Un collectif de six acteurs de l’alimentation, dont Yuka et Open Food Facts, a officiellement lancé son propre Éco-Score le 7 janvier 2021. Une initiative privée qui aimerait bien devenir le futur Nutri-Score de l’environnement.

Un collectif de dix acteurs de l’alimentation, dont Yuka, Open Food Facts, Eco2 Initiative et Etiquettable, La Fourche, Scanup, pour ne citer qu’eux, a lancé son Éco-Score le 7 janvier 2021 afin de permettre à tout un chacun de comprendre en un clin d’oeil l’impact environnemental d’un produit. Le collectif a souhaité proposer une méthodologie transparente, collaborative et indépendante et de la rendre disponible aux consommateurs qui utilisent ses services afin d’en faire la référence de l’affichage environnemental. Ce lancement s’inscrit dans le cadre de l’expérimentation lancée par le ministère de la Transition écologique, coordonnée par l’Ademe et l’Inrae et plébiscitée par la Convention citoyenne. Si le collectif se dit pour l’instant totalement indépendant, il ne cache pas son souhait qu’à terme les différents labels, dont celui du gouvernement prévu fin 2021 dans le cade de la loi Économie circulaire, convergent. « L’objectif est bien que les labels existants convergent pour qu’il n’y ait plus qu’un seul Éco-Score au final, mais pour l’instant nous n’en sommes pas là », souligne François Martin, cofondateur de Yuka.

Des bonus-malus pour pallier les limites de l’ACV

Après deux ans de travail, ce projet arrive à un moment propice. L’idée de l’affichage environnementale avait notamment été proposée dans le cadre de la Convention citoyenne. Il s’agit donc d’un indicateur des conséquences de l’alimentation sur l’environnement. Les produits sont notés de A à E. Les impacts environnementaux de la production, du transport et de la fabrication des emballages sont calculés à partir de la base public Agribalyse. Éco-Score complète ce score sur 100 par un bonus-malus de -15 à +20 points en fonction de la recyclabilité des emballages, de la présence de labels, du pays de provenance des ingrédients ou encore de la saisonnalité des aliments.
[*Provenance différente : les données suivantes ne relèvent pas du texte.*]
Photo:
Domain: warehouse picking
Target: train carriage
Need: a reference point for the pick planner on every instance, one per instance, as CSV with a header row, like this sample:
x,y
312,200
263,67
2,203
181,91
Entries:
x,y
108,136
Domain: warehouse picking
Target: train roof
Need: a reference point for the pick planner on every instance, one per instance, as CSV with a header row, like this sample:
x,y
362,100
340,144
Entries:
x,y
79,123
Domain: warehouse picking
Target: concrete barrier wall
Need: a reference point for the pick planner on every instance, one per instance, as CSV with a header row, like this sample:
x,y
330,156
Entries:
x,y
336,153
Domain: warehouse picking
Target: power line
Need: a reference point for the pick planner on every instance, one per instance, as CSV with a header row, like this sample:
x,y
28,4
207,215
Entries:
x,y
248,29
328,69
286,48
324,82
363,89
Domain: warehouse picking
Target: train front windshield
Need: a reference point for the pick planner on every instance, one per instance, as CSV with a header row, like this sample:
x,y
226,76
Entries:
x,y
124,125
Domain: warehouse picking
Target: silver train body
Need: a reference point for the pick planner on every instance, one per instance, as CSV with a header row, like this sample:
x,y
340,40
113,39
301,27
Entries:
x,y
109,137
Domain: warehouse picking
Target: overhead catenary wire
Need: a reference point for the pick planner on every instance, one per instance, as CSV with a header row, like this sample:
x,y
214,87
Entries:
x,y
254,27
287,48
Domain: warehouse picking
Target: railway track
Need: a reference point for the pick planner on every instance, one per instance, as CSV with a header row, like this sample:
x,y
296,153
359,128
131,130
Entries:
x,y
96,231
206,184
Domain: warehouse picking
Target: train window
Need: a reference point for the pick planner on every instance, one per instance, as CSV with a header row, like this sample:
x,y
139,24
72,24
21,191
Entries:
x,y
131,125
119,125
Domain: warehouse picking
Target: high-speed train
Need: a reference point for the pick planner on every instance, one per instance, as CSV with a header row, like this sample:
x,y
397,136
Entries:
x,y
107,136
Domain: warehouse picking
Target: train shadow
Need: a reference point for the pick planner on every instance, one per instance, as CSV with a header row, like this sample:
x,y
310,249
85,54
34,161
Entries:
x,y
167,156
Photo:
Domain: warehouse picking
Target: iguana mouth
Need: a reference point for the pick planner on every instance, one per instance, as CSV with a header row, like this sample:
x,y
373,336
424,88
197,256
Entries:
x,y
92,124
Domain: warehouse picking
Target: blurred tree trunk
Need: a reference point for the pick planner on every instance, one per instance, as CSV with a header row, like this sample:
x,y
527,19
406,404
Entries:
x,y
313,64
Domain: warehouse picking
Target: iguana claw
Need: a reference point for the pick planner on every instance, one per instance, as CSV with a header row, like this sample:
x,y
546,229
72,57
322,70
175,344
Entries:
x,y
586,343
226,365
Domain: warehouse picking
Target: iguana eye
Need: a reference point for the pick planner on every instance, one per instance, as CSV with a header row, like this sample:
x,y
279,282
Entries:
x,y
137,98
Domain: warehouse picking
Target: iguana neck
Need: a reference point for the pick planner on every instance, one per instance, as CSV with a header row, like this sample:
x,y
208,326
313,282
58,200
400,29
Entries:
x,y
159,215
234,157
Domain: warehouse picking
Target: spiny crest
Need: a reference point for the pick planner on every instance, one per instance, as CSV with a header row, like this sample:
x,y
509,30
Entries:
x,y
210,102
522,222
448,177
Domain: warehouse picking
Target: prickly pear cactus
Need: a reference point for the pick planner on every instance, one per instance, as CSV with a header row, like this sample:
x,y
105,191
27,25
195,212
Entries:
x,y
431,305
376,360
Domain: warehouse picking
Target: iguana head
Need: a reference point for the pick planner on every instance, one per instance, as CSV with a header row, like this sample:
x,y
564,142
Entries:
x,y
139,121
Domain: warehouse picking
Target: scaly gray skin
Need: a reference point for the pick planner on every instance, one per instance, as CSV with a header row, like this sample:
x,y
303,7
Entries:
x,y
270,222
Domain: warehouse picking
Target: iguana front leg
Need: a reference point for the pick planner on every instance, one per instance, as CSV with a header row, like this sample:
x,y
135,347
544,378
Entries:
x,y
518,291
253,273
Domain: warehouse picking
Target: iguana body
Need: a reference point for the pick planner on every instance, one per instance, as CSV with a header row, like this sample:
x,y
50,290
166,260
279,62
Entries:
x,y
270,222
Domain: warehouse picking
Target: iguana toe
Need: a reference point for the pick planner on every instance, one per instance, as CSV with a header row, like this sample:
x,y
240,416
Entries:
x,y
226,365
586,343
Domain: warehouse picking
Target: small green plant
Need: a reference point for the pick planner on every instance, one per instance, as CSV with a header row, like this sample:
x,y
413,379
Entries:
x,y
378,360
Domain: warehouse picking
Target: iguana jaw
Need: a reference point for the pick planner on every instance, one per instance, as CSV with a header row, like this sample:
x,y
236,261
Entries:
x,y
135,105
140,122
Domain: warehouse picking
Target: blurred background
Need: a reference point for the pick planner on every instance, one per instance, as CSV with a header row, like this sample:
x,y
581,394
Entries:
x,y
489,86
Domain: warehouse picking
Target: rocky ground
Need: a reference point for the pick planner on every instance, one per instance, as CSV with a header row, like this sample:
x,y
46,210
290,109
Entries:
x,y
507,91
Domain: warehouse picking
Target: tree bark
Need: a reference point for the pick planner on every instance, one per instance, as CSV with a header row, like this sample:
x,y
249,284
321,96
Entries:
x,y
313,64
La base de données Agribalyse est portée par l’Ademe et l’Inrae depuis dix ans, et porte essentiellement sur l’analyse du cycle de vie (ACV) des produits.

La fraise sous serre chauffée notée C

Conscient des limites de cette analyse, notamment en ce qui concerne la non-prise en compte du carbone dans le sol (pour la viande) ou des zones de biodiversité (notamment pour le bio) ou, au contraire, une prise en compte à améliorer de la consommation d’eau ou des effets des pesticides, le collectif Éco-Score propose ainsi de rajouter des bonus aux labels biologiques ou label Rouge par exemple. Ainsi, le riz indien se retrouve avec un Éco-Score B, alors que le riz AB français est noté A. La fraise sous serre chauffée est notée C, alors que les fraises françaises conventionnelles, et espagnoles et françaises AB affichent un A. Autre exemple, les œufs en cage sont notés C, alors que les œufs AB français sont notés A ou les œufs AB hors UE arborent un B. Quant au poulet, le bio français affiche un B, mais on retombe en D pour les poulets standards élevés en cage, et en C pour le label Rouge France ou le bio hors UE.

La Fourche, premier distributeur en ligne à afficher l’Éco-Score

Magasin bio en ligne, La Fourche a lancé une première expérimentation d’un affichage environnemental en proposant un affichage du score carbone sur l’ensemble de son catalogue en 2019. Ce score carbone va désormais laisser la place à l’Éco-Score, à la création duquel le distributeur a contribué. Il a été calculé sur les 2 243 produits alimentaires du catalogue à date. « Nous souhaitons ainsi donner aux décideurs tous les arguments pour choisir cette méthodologie au détriment de celles poussées par des lobbies foncièrement opposés à un affichage environnemental », indique Lucas Lefebvre, cofondateur de La Fourche.